Someone with a midsize group, like mine, already operates a lot like someone running a small business. You are responsible for the vision, raising money for the projects, supervision of every aspect of the project execution, and the dissemination (“the selling”) of your products; the benefit of being at a university and working with students is that you don’t think about their retirement and health benefits (the latter generally come with the assistantships). Having an even larger group brings you into the realm of a mid-sized business: you start having administrative assistants and techs, a hierarchy or middle managers, and may not interact frequently with every one of your business employees. You also have many more obligations in terms of schmoozing with donors.
There are fields of academia and subfields in STEM where it is possible and even desirable to operate in the traditional academic mold, where a single scholar can make a substantial intellectual contribution. I do theory and I am lucky that, if I ever completely ran out of money, I could still actually produce some work on my own and ramp back up with new grants. But as long as the scale of what I want to do is greater than 1-2 projects per year, I need other people to work with me, so I need a group and the funding for that group.
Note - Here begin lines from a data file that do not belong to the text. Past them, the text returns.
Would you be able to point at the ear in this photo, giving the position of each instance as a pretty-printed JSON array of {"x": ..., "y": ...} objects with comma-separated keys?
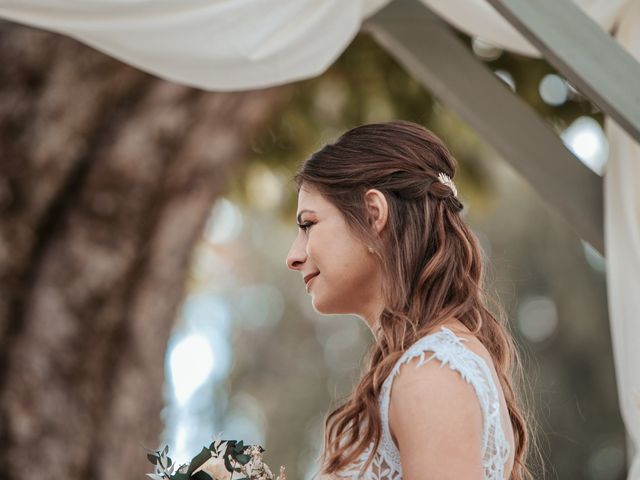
[{"x": 378, "y": 208}]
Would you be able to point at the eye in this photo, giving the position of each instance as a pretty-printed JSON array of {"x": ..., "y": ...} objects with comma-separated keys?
[{"x": 305, "y": 226}]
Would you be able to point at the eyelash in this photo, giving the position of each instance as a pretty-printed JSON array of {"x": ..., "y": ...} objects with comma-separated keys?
[{"x": 305, "y": 226}]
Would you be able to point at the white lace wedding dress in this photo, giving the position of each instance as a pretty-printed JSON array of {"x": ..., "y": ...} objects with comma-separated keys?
[{"x": 449, "y": 349}]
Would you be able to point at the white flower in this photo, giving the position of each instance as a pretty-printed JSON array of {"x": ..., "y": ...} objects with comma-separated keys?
[{"x": 215, "y": 468}]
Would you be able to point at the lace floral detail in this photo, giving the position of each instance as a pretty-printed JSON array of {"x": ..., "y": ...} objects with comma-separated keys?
[{"x": 449, "y": 350}]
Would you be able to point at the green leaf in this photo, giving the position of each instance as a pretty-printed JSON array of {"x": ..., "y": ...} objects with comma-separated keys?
[
  {"x": 198, "y": 460},
  {"x": 200, "y": 475}
]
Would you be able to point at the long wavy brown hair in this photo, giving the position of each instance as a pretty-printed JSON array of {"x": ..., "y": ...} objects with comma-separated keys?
[{"x": 432, "y": 270}]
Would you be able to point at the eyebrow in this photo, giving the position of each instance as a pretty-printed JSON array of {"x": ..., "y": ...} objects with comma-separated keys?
[{"x": 301, "y": 212}]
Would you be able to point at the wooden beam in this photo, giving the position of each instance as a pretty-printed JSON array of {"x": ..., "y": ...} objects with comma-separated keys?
[
  {"x": 583, "y": 52},
  {"x": 431, "y": 52}
]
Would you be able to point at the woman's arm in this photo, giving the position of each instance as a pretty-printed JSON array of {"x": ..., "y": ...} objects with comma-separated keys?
[{"x": 436, "y": 418}]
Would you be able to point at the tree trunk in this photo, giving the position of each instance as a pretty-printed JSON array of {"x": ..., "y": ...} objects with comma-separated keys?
[{"x": 107, "y": 177}]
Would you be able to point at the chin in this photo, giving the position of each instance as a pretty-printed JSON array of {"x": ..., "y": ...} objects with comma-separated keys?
[{"x": 325, "y": 308}]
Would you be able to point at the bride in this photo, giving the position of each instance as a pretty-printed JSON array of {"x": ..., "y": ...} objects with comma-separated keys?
[{"x": 381, "y": 237}]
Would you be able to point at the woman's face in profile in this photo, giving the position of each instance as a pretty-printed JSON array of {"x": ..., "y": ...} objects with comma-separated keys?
[{"x": 345, "y": 275}]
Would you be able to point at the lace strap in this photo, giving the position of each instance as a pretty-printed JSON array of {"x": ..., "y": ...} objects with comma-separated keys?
[{"x": 449, "y": 350}]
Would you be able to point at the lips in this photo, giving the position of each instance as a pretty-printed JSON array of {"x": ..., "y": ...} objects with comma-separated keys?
[{"x": 309, "y": 277}]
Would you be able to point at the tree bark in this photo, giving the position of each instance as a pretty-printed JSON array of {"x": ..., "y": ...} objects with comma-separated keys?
[{"x": 107, "y": 177}]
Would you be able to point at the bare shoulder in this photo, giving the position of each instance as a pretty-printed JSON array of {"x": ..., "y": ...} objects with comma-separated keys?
[{"x": 436, "y": 422}]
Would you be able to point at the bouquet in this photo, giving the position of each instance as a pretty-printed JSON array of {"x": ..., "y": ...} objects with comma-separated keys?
[{"x": 223, "y": 460}]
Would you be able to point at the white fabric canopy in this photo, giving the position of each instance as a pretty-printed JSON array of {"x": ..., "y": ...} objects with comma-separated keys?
[{"x": 247, "y": 44}]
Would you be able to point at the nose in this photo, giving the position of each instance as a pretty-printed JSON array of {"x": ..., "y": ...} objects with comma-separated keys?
[{"x": 296, "y": 256}]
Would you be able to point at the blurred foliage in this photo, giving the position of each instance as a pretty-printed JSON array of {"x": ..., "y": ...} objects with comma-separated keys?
[{"x": 298, "y": 367}]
But experimental research always costs money. In a number of STEM disciplines the work requires a lot hands in the lab. Many small parts need to be done, over a long period of time, in order to make even a minor breakthrough. This has always been the case; it’s just that we no longer have large, well-funded R&D industrial labs (at least not in the physical sciences, I cannot speak of the biomedical world) in the sense in which they used to push the boundaries of knowledge through fundamental research. It is now all done at universities.
The rest of us academics need to appreciate all the qualities that someone capable of running these non-traditionally large operations has. Running a large group is immensely stressful and, on top of technical prowess and vision, requires the level of people skills that grace successful managers and politicians and are somewhat rare among traditional academics. These qualities are unapologetically recognized as important in industry, the “real world” if you will, so I don’t understand why many academics reach for the smelling salts at the mention of people skills, salesmanship, granstmanship, or networking.
I know much of the divide is fabricated by the administration; the big grant-raisers in STEM are lauded and rewarded, whereas whole disciplines are derided as a waste of money. The public is eating it all up, thinking of some fields as more or less worthy of existing based on the perceived earning potential in the real world. The whole ordeal is quite insidious: trying to follow where the money from tuition and overhead goes, especially in public schools, can make your head explode. I think at least us academics don’t have to fall for the BS and can easily get educated about what each of us does and how, and appreciate that different fields need different styles, that it’s how it should be, and that academia needs to have a place for all of us.